The study enrolled more than 11,000 patients in England, Scotland, Wales and Northern Ireland who were given either standard of care or that plus one of several treatments: the HIV combo drug lopinavir-ritonavir, the antibiotic azithromycin; the steroid dexamethasone, the anti-inflammatory drug tocilizumab, or plasma from people who have recovered from COVID-19 that contains antibodies to fight the virus.

Following the research announcement, British Health Secretary Matt Hancock said Tuesday the UK would start administering dexamthasone to COVID-19 patients.

“We’re working with the NHS (National Health Service) so that the NHS standard treatment for COVID-19 will include dexamethasone form this afternoon,” Hancock said.

Hancock said the government had started stockpiling dexamethasone back in March after preliminary trials showed “early signs” of the drug’s potential.

A ‘major breakthrough’

The trial results are particularly promising as around 40 percent of COVID-19 patients who require a ventilator end up dying, often because of the body’s uncontrolled inflammatory response to the virus.

“This is a major breakthrough: dexamethasone is the first and only drug that has made a significant difference to patient mortality for COVID-19,” said Nick Cammack, COVID-19 Therapeutics Accelerator Lead at the Wellcome Trust health charity.

The trial showed dexamethasone to be ineffective in treating patients with milder forms of COVID-19, however.

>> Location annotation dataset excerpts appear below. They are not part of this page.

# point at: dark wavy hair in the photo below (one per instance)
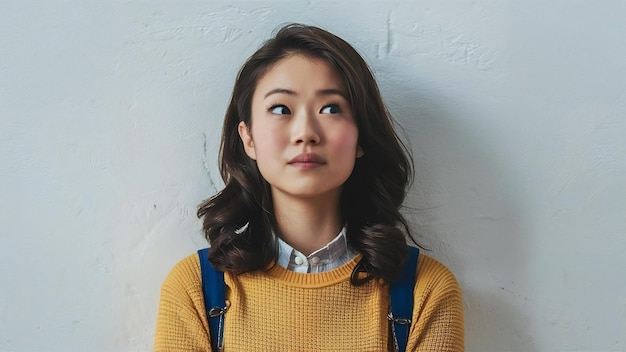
(239, 221)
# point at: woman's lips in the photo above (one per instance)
(307, 161)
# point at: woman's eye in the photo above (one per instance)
(330, 109)
(280, 110)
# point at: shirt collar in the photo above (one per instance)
(331, 256)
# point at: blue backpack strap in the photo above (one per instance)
(214, 291)
(401, 292)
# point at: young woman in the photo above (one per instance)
(307, 228)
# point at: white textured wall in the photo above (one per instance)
(110, 121)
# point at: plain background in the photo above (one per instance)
(515, 111)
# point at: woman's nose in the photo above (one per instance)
(305, 129)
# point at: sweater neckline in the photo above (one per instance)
(309, 280)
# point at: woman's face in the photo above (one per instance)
(302, 134)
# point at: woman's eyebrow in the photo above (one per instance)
(320, 92)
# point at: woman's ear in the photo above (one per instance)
(246, 139)
(359, 151)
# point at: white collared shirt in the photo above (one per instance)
(333, 255)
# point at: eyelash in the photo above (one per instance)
(329, 105)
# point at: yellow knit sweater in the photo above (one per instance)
(281, 310)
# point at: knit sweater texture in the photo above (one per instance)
(281, 310)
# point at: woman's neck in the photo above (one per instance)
(307, 224)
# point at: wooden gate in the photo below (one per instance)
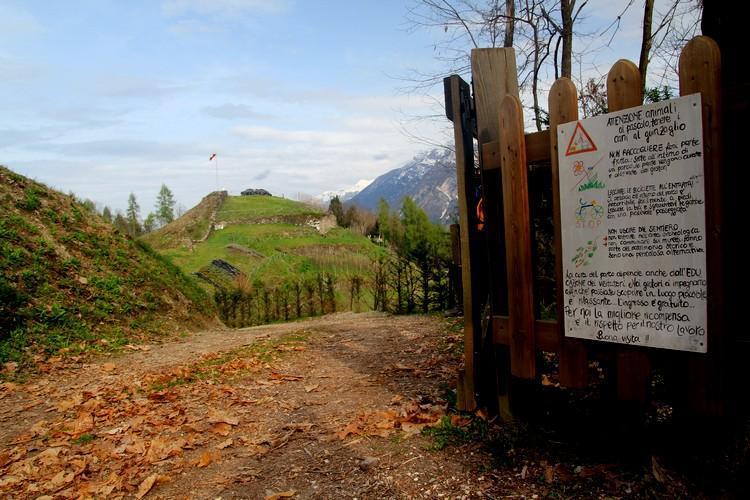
(504, 333)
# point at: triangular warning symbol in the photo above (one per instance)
(580, 142)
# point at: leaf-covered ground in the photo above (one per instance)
(344, 406)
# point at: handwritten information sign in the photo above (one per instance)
(633, 226)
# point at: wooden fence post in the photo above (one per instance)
(517, 239)
(563, 108)
(494, 76)
(633, 367)
(700, 71)
(459, 111)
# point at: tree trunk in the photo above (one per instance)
(510, 22)
(648, 14)
(566, 10)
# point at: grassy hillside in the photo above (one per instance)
(268, 239)
(69, 281)
(193, 225)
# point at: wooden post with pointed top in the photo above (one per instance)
(563, 108)
(700, 71)
(633, 367)
(458, 109)
(517, 239)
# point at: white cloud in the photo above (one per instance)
(231, 111)
(15, 22)
(322, 138)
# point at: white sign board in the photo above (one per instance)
(633, 226)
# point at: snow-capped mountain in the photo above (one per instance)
(429, 179)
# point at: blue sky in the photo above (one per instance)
(104, 98)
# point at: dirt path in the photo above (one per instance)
(344, 406)
(327, 408)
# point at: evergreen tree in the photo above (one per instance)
(120, 223)
(107, 214)
(149, 223)
(133, 215)
(165, 203)
(337, 208)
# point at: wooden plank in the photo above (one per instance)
(633, 367)
(491, 155)
(700, 71)
(563, 108)
(465, 161)
(517, 239)
(545, 333)
(494, 75)
(455, 244)
(537, 146)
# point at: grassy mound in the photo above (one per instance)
(192, 226)
(70, 282)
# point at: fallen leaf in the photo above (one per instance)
(412, 429)
(549, 474)
(207, 457)
(4, 459)
(162, 448)
(221, 428)
(146, 486)
(459, 421)
(225, 444)
(284, 376)
(60, 479)
(401, 366)
(300, 426)
(283, 494)
(658, 471)
(84, 423)
(216, 417)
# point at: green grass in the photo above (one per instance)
(289, 251)
(70, 283)
(247, 208)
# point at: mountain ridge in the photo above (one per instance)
(429, 179)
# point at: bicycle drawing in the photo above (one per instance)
(589, 210)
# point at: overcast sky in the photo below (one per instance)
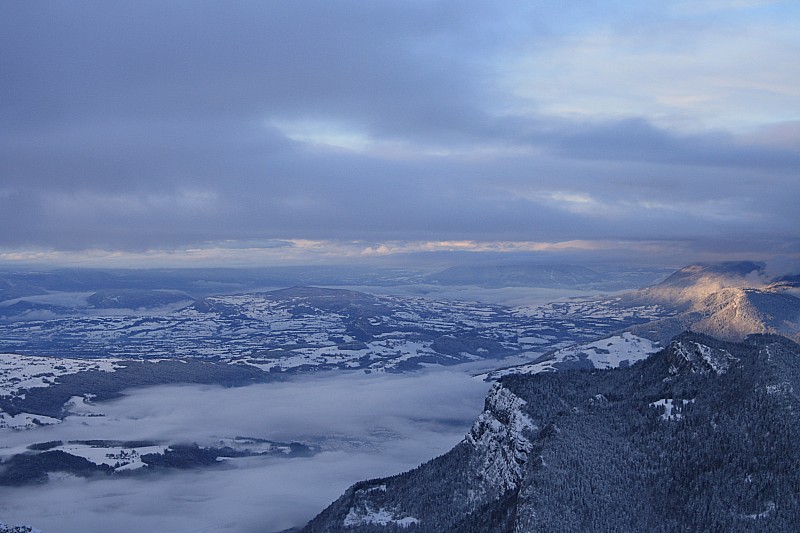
(287, 132)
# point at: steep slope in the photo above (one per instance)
(700, 437)
(726, 300)
(732, 314)
(694, 282)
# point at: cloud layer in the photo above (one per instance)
(369, 426)
(133, 127)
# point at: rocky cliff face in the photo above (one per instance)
(701, 437)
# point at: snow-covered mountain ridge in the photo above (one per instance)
(698, 437)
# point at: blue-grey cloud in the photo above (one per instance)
(130, 126)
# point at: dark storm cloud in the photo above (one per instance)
(137, 125)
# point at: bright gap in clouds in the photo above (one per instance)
(368, 425)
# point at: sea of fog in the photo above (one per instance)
(367, 425)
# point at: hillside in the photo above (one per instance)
(699, 437)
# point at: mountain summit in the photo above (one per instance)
(700, 437)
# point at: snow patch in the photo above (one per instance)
(24, 421)
(672, 408)
(365, 515)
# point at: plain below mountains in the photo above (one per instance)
(699, 437)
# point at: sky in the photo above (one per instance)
(160, 133)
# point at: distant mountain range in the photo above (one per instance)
(699, 437)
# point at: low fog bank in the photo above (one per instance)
(367, 425)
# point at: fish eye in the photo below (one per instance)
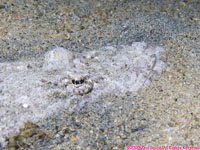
(82, 81)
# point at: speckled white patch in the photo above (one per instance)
(34, 90)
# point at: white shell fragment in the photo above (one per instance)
(30, 91)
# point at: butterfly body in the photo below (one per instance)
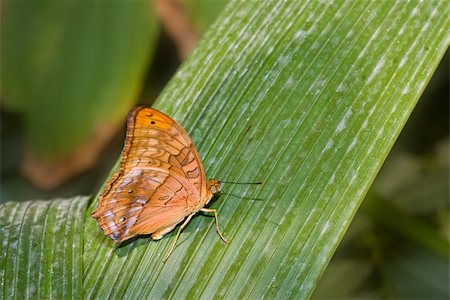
(160, 183)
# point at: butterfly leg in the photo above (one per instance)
(217, 222)
(177, 236)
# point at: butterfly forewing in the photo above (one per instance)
(160, 181)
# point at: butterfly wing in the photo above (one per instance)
(160, 181)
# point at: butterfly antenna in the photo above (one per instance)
(234, 182)
(240, 197)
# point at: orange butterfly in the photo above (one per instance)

A number of existing drugs have been trialed as a treatment against the novel coronavirus, with mixed results.

Trials of treatment of anti-arthritis drug hydroxychloroquine were halted in several countries after a major study in The Lancet medical journal suggested it showed no benefit among COVID-19 patients and even increased the risk of death.

That study has since been retracted.

Remdesivir, an anti-viral that appears to reduce the length of treatment in some patients is already being used in Britain, but one study in April showed it had “no clinical benefit.”

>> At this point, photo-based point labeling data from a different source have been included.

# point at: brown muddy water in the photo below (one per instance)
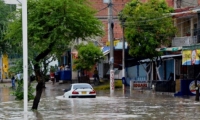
(138, 105)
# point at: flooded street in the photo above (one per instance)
(136, 106)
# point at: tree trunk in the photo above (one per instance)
(36, 101)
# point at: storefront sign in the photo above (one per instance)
(190, 57)
(140, 84)
(192, 86)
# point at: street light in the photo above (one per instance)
(110, 38)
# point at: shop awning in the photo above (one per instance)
(169, 49)
(106, 50)
(162, 57)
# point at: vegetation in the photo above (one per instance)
(88, 56)
(4, 17)
(52, 25)
(19, 94)
(147, 27)
(106, 85)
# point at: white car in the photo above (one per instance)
(80, 90)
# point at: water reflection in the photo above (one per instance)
(140, 105)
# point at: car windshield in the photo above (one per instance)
(83, 86)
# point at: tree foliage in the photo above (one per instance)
(88, 56)
(52, 25)
(147, 26)
(4, 17)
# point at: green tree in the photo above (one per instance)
(4, 17)
(88, 56)
(147, 26)
(52, 25)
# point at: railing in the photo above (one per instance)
(184, 41)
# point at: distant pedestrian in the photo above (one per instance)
(19, 76)
(96, 75)
(13, 81)
(52, 77)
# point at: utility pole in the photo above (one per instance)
(110, 29)
(198, 40)
(123, 59)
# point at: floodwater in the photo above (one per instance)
(137, 105)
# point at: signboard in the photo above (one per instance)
(112, 84)
(140, 84)
(187, 87)
(192, 86)
(190, 57)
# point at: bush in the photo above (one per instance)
(19, 94)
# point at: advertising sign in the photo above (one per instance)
(140, 84)
(192, 86)
(190, 57)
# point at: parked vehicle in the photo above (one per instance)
(80, 90)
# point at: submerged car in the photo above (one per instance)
(80, 90)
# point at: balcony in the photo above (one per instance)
(184, 41)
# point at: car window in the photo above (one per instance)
(83, 86)
(68, 89)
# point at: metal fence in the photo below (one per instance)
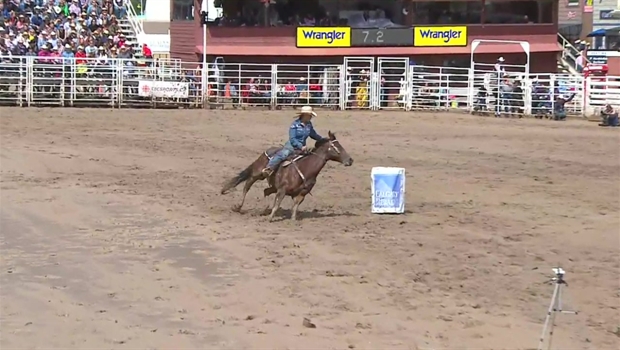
(364, 83)
(103, 82)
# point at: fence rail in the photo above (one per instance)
(362, 83)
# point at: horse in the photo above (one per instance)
(295, 177)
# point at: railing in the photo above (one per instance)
(570, 54)
(601, 91)
(132, 18)
(391, 84)
(116, 83)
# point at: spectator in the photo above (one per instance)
(63, 29)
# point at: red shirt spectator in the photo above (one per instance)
(80, 56)
(146, 51)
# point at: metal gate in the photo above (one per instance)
(393, 83)
(508, 92)
(361, 84)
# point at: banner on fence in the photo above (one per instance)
(163, 89)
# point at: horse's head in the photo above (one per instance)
(334, 150)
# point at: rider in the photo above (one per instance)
(298, 133)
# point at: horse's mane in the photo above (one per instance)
(323, 141)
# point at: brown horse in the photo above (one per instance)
(295, 177)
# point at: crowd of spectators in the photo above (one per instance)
(56, 31)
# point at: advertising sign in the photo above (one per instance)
(167, 89)
(440, 36)
(323, 37)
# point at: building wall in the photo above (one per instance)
(569, 12)
(600, 8)
(184, 34)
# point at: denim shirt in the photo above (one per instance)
(299, 133)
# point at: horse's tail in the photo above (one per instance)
(242, 176)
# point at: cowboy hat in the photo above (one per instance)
(307, 110)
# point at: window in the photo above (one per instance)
(183, 10)
(447, 12)
(513, 12)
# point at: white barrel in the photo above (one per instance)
(388, 190)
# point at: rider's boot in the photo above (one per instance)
(267, 172)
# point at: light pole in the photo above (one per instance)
(203, 22)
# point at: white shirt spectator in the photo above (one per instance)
(579, 60)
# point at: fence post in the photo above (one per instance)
(274, 86)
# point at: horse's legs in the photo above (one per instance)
(266, 193)
(248, 184)
(298, 200)
(276, 203)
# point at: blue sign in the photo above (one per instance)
(388, 190)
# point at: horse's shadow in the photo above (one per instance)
(285, 214)
(312, 214)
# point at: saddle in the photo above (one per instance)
(297, 155)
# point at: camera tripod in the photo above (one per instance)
(554, 308)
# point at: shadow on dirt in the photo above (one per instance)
(285, 214)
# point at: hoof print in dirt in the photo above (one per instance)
(308, 324)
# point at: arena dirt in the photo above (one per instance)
(114, 234)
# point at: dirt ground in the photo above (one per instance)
(114, 234)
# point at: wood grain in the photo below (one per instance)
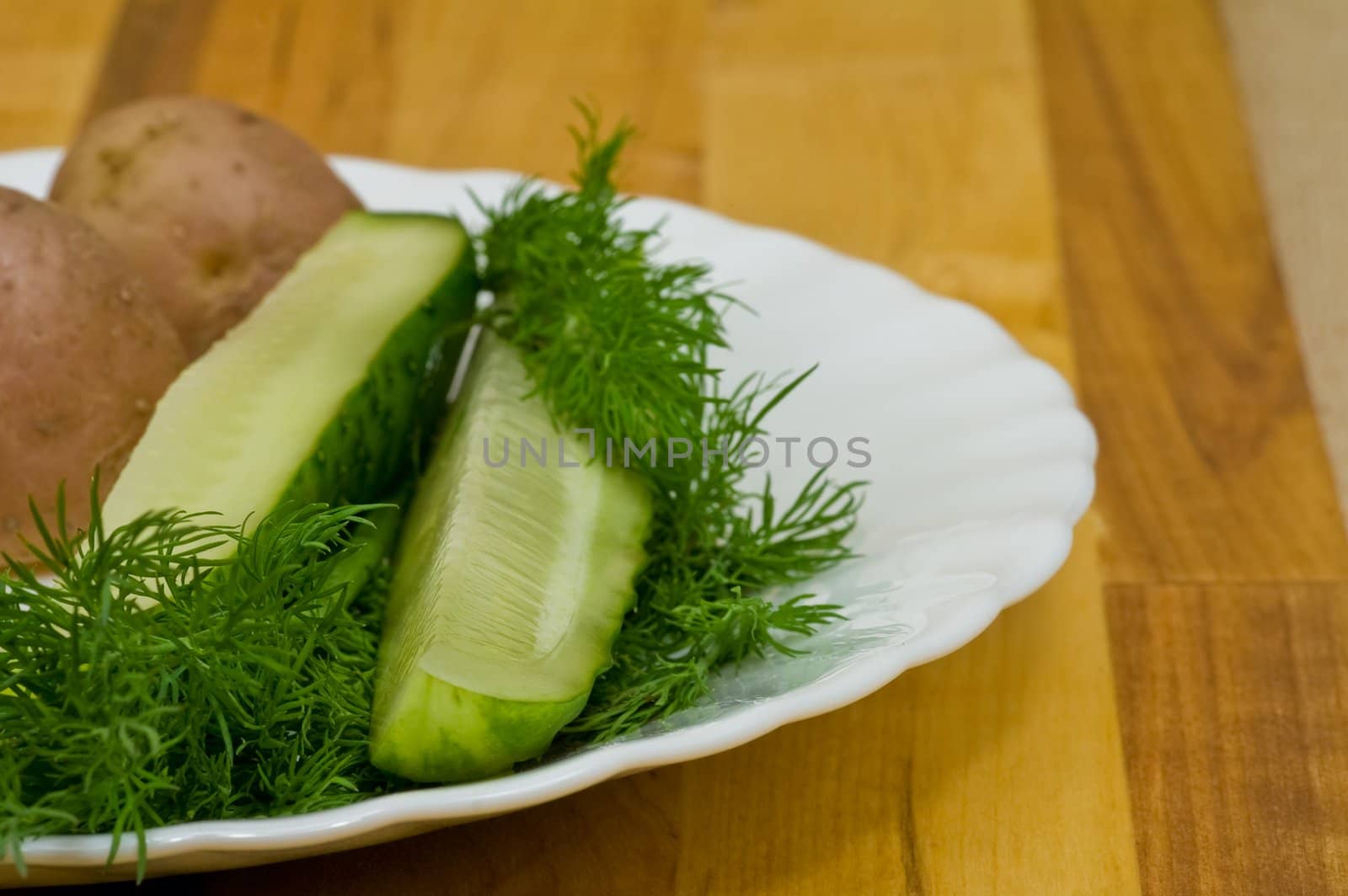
(152, 53)
(1291, 67)
(1233, 700)
(1076, 168)
(49, 58)
(1212, 467)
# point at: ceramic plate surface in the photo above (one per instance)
(979, 467)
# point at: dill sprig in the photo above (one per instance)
(243, 691)
(619, 344)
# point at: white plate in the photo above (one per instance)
(981, 467)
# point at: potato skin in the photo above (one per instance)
(85, 354)
(209, 202)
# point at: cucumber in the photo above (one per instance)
(327, 391)
(510, 584)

The fact that an existing, cheap and largely side-effect free medication has been shown to be effective in severe COVID-19 cases is “of tremendous importance,” according to Stephen Griffin, associate professor in the School of Medicine, University of Leeds.

“There is (now) realistic scope for further improving the clinical management of this devastating disease,” said Griffin, who was not involved in the study.

Research is continuing on the other treatments.

The research is funded by government health agencies in the United Kingdom and private donors including the Bill and Melinda Gates Foundation.